Does it matter? In some corners, discarding the 1.5-degree goal looks like a possibly welcome development, since the target was in many ways flawed to begin with. A global average temperature rise may be a useful shorthand measure of the state of play, but it probably isn’t the best guide to climate disruptions, since temperatures and expected effects vary significantly from place to place. Global average temperature is also not so tightly linked to human activity, since a certain amount of emissions could produce a relatively wide range of warming levels. (That’s why our uncertainty about climate sensitivity is worrying.)
To some, the target was somewhat arbitrary to begin with, reflecting some earlier calculations about climate safety that imply much lower thresholds of concern. The base line historical period was not exactly a climate paradise; it featured many of the modern world’s most devastating disasters and famines — a reminder that temperature is not the sole determinant of human fate or suffering. And given the state of even the most generous estimates of global carbon budgets, it may have been already close to impossible to achieve when the target was formally enshrined in the Paris Agreement of 2015. Global emissions have only grown since, making the path to 1.5 degrees so treacherously steep, it’s not really a path but a crash. To give ourselves a two-thirds chance without relying on negative emissions would now require getting from 40 billion tons of annual carbon dioxide emissions to zero by 2030, which is one reason that many climate advocates will tell you that we should move on to more realistic targets, which might offer those working to build a climate-resilient world through adaptation a more useful set of expectations.
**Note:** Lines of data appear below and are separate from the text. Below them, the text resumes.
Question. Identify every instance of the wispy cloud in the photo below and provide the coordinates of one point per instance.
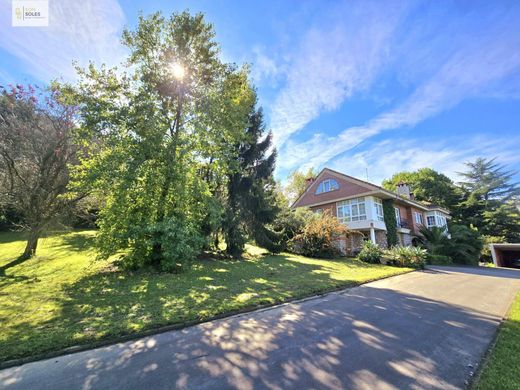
(478, 68)
(384, 159)
(332, 63)
(78, 31)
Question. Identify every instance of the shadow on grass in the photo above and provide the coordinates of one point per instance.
(113, 303)
(367, 338)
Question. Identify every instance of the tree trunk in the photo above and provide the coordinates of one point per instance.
(32, 243)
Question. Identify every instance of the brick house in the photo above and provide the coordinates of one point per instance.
(359, 205)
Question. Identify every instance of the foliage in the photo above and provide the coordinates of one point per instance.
(500, 370)
(319, 235)
(485, 253)
(36, 149)
(251, 202)
(435, 240)
(70, 299)
(462, 245)
(465, 245)
(163, 135)
(427, 185)
(370, 253)
(490, 199)
(390, 222)
(291, 222)
(297, 183)
(439, 259)
(407, 256)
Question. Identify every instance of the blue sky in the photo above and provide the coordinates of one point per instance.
(383, 86)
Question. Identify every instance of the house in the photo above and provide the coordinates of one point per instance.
(359, 205)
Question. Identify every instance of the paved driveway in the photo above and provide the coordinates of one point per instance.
(426, 329)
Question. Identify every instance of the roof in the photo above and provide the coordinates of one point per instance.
(391, 194)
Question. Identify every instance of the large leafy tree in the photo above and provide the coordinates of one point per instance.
(36, 150)
(427, 185)
(489, 196)
(251, 201)
(156, 127)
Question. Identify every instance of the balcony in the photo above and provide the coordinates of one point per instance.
(403, 224)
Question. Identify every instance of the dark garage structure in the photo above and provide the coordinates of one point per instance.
(506, 255)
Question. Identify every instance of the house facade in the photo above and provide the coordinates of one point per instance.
(359, 205)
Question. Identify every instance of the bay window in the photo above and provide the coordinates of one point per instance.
(351, 210)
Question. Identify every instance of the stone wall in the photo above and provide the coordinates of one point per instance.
(381, 239)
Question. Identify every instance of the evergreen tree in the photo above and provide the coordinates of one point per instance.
(251, 191)
(489, 199)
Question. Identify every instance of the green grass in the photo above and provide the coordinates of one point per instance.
(64, 297)
(502, 368)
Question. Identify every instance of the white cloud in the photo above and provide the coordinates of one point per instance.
(78, 31)
(448, 156)
(469, 72)
(333, 63)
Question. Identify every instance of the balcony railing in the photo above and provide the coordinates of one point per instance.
(403, 224)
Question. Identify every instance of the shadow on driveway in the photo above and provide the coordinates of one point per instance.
(366, 337)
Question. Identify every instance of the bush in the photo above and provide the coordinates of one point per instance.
(318, 237)
(370, 253)
(461, 243)
(290, 223)
(407, 256)
(485, 253)
(466, 245)
(439, 260)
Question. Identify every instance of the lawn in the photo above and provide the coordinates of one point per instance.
(64, 297)
(501, 370)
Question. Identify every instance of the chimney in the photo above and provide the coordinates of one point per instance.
(403, 190)
(309, 181)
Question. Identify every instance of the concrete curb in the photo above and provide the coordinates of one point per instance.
(179, 326)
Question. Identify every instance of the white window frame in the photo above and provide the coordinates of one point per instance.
(397, 211)
(418, 218)
(378, 207)
(351, 210)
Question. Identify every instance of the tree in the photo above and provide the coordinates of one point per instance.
(251, 198)
(489, 196)
(297, 183)
(165, 127)
(36, 149)
(427, 185)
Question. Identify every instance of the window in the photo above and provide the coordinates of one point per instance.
(441, 220)
(397, 216)
(352, 210)
(378, 205)
(327, 186)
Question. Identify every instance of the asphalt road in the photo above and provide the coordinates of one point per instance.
(426, 329)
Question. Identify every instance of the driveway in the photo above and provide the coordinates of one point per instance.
(426, 329)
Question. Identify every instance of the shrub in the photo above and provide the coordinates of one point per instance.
(461, 243)
(485, 252)
(439, 260)
(407, 256)
(466, 245)
(290, 223)
(370, 253)
(318, 237)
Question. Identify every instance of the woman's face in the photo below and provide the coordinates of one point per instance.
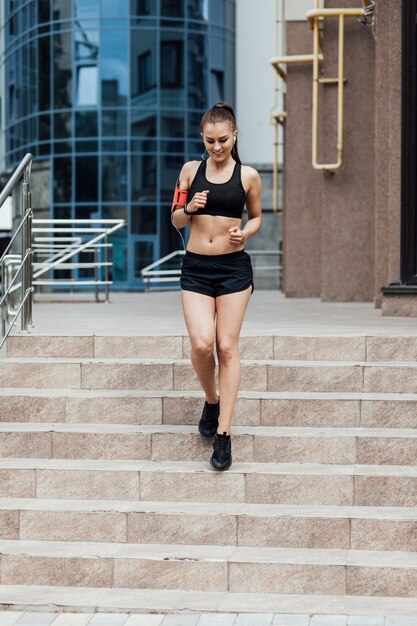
(219, 139)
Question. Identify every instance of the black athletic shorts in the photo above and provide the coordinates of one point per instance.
(216, 275)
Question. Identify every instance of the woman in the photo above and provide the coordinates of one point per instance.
(216, 277)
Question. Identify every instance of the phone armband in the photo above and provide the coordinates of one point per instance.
(180, 196)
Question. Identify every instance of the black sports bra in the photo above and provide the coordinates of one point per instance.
(224, 199)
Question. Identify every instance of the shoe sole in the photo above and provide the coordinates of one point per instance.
(221, 469)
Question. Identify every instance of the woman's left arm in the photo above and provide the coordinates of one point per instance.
(253, 206)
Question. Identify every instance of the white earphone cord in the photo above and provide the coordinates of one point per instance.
(178, 231)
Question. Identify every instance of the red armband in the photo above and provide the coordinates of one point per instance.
(180, 196)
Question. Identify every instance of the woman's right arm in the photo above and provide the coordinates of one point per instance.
(198, 201)
(179, 218)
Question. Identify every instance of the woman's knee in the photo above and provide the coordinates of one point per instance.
(227, 349)
(202, 348)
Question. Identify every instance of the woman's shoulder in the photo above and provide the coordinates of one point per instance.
(249, 173)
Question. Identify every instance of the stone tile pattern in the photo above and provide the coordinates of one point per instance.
(287, 381)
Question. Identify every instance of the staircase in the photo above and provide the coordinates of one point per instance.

For planning purposes, of course, this is sound. If the climate has functionally retired the 1.5-degree goal, probably humans should, too. But if we are about to move beyond the target that has defined climate advocacy for nearly a decade, we should acknowledge not only what we’ve lost in missing it but also how much the target has helped us achieve. Because enshrining that goal — one so ambitious, it strained credibility — was nevertheless among the most consequential events of recent climate politics. Probably, I think, the most consequential.
The target was added to the Paris text, which already included the less ambitious goal of limiting warming to 2 degrees Celsius, on the basis of moral rather than practical argument, to acknowledge the cries from vulnerable and small-island nations that warming beyond 1.5 degrees represented, for them, genocide or death.
But it quickly came to serve a surprising technocratic purpose, too, by generating a universal base line against which even the most coolheaded climate observers might measure global progress (almost invariably finding it wanting).